Slack (NYSE:WORK), the cloud-based communication tool for businesses of all sizes that started publicly trading stock on June 20, should be a bit more concerned about its business model today than it was just one week ago. That's because late last week Microsoft (NASDAQ:MSFT) announced that its Slack competitor, Teams, now has 13 million daily active users and 19 million weekly active users.
In contrast, Slack's daily active user count totals about 10 million, according to a regulatory filing from the end of May. Which means that, even presuming that Slack has continued growing since it last disclosed user figures, Microsoft has become a serious threat.
Microsoft drove that point home by creating a graph showing Teams' growth since its release in 2016, compared to Slack's user growth:
Microsoft's latest announcement should concern Slack and its investors for two key reasons. First, it shows that Microsoft is adept at building valuable cloud-based software that appeals to its customers. And second, it proves that Slack's business has yet to create a sustainable competitive advantage to fend off established tech companies.

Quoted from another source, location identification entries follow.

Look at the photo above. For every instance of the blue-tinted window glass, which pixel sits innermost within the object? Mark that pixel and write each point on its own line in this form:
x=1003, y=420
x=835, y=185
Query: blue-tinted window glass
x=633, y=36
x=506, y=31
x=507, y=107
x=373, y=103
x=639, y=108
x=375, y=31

Why Slack should be concerned
In response to Microsoft's blog post, Slack CEO and co-founder Stewart Butterfield said that he's not concerned about Teams' growth. He pointed to the fact that Microsoft has spent billions of dollars on Bing to make it a viable competitor with Google in internet search space. And yet it still only attracts about 9% of the market. Essentially, Butterfield believes that just because Microsoft is a large company with lots of money, it doesn't mean that it can beat his company.
But Slack and its investors shouldn't brush Microsoft's latest report aside. The tech giant has rebuilt itself over the past few years as a leading cloud computing player. In the fiscal third quarter, Microsoft's commercial cloud sales grew 41% year over year, and its popular cloud computing platform, Azure, increased its sales 73% from the year-ago quarter.

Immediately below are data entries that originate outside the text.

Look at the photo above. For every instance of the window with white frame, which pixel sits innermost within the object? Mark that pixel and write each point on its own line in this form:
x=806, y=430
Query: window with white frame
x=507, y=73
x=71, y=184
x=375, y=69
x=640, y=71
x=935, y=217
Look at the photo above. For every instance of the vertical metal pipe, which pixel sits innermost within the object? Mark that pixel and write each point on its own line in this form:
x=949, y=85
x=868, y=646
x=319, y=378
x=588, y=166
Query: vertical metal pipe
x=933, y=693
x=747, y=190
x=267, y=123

What does the company's cloud growth have to do with Teams? It's proof that administrators still look to Microsoft for their business software needs, and that means adding Teams into the mix is a logical step for many companies. Enterprise companies looking for a communication tool that's built by one of the most trusted tech companies in the world are turning to Microsoft. The company said back in March that 91 Fortune 100 companies now use Teams.
But the biggest point of concern for Slack investors should be that Teams' rapid growth shows that Slack doesn't yet have a sustainable competitive advantage.

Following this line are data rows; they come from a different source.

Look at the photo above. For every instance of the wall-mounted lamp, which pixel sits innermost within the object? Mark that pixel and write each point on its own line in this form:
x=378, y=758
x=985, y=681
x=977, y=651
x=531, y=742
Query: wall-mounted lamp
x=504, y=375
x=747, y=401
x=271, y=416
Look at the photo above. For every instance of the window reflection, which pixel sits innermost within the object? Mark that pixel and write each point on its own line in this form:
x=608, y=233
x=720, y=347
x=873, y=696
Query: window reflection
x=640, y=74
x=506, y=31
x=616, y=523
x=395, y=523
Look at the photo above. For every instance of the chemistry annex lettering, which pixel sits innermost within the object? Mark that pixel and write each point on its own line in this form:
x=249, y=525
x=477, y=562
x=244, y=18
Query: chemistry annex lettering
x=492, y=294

Microsoft was able to create a Slack competitor nearly three years after Slack came into existence, and has since become one of its biggest rivals. It doesn't mean that Slack isn't a great tool or that it can't find a way to beat Microsoft, but it does mean that at this point nothing is stopping Microsoft (or other major tech companies) from creating Slack clones and beating the young company at its own game.
All of the above doesn't mean that Slack is doomed. But shareholders need to keep a close eye on Microsoft Teams' growth compared to Slack's. The young company may shed some light on its daily active user figure when it reports its second-quarter results, likely in September.
Additionally, investors need to remember that the online communication segment that Slack and Microsoft Teams occupy is still in its infancy. Slack could prove to be a great long-term investment, but it's still too early to tell how well it can compete with Teams.
Bottom line: Investors should be cautious before buying Slack's stock, and current shareholders need to keep a close eye on Microsoft.